Mitochondrial dynamics maintain stem cell regenerative competence throughout adult life by regulating metabolism and mitophagy. Mitochondrial dynamics maintain stem cell regenerative competence throughout adult life by regulating metabolism and mitophagy

We profiled by bulk RNA-seq the transcriptional changes upon deletion of Drp1 in murine satellite cells, freshly harvested from young and old homeostatic muscle and during regeneration, after acute cardiotoxin-induced myoinjury Overall design: Hindlimb skeletal muscles from tamoxifen-treated WT ( Pax7-CreER; ROSA26YFP) and conditional Drp1-KO (Pax7-CreER;ROSA26YFP;Drp1fl/fl) mice were collected, manually minced, and mechano-enzymatically dissociated with Liberase/Dispase for 1-1.5 hours at 37ºC. Tissue homogenates were filtered and red blood cells lysed.
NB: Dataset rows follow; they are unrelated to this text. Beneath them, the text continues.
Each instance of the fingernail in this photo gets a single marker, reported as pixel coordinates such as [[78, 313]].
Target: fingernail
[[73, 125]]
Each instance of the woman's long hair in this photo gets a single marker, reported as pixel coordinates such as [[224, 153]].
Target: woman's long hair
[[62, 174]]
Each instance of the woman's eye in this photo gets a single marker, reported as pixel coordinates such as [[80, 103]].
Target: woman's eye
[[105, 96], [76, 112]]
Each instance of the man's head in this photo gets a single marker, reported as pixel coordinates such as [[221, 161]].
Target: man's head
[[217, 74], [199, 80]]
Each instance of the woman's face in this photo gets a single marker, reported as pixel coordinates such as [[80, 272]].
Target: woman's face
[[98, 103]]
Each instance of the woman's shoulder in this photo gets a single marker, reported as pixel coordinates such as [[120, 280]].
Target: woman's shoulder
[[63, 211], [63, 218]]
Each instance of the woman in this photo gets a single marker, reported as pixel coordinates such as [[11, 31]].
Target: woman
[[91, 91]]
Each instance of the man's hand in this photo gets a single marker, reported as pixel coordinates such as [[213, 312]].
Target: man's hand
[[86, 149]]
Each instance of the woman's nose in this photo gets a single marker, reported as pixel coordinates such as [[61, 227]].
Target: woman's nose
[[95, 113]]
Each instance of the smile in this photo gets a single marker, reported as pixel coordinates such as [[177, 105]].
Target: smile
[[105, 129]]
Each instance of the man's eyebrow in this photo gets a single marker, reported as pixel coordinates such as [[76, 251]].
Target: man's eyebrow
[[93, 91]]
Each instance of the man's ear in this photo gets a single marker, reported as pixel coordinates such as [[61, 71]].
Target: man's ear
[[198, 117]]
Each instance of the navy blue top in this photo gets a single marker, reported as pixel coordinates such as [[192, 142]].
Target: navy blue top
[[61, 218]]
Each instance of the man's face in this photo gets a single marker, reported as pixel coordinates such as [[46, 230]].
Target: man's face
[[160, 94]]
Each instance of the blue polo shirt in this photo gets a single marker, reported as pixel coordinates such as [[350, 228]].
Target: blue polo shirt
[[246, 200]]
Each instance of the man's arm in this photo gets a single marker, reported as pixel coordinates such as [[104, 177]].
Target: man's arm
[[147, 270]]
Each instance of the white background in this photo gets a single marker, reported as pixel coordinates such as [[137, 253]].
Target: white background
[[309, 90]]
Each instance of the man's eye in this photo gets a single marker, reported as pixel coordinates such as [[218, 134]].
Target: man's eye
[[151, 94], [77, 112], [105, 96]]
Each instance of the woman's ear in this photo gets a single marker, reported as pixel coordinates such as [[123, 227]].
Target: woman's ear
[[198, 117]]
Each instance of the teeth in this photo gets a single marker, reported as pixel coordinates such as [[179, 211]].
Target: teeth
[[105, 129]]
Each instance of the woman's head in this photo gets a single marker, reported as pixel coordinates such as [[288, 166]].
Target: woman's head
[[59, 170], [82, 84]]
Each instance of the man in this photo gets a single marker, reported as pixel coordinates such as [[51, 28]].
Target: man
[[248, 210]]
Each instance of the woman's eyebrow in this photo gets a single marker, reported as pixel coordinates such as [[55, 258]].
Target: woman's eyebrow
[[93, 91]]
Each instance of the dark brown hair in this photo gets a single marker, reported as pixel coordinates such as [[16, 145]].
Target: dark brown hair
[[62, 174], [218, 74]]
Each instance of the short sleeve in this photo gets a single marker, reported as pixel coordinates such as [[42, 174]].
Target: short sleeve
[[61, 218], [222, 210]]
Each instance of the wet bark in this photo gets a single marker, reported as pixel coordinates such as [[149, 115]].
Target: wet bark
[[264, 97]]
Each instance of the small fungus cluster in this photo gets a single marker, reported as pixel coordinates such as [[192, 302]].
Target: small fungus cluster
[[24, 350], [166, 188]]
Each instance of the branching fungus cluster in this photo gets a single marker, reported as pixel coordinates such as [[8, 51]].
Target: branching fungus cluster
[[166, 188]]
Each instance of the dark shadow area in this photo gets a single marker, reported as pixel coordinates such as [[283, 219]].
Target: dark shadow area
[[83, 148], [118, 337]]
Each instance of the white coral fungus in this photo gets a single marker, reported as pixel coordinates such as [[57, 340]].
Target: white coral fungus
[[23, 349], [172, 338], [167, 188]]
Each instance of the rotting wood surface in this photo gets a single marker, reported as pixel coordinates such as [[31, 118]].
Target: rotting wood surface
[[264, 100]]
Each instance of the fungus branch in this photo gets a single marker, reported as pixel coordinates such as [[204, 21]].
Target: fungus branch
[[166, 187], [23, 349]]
The final single-suspension cell pellets were stained and processed for FACS-sorting to isolate highly purified satellite cells based on YFP+ expression (QSC, quiescent satellite cells). Concurrently pre-injured (tibialis anterior, quadriceps, and gastrocnemius) muscles, were also harvested from equivalent groups of genotype- and age-matched animals at 1-day ('Activated' satellite cells, ASC) or 3-days ('Proliferating' satellite cells) post-cardiotoxin-injection (DPI). For these timepoint conditions, cells were FACS-sorted from the regenerating bulk homogenates based on YFP+ (1DPI) or CD34-YFP+ (3DPI) immunophenotypes. Ages for the Young and the Old animal groups were 3 and 24 months, respectively.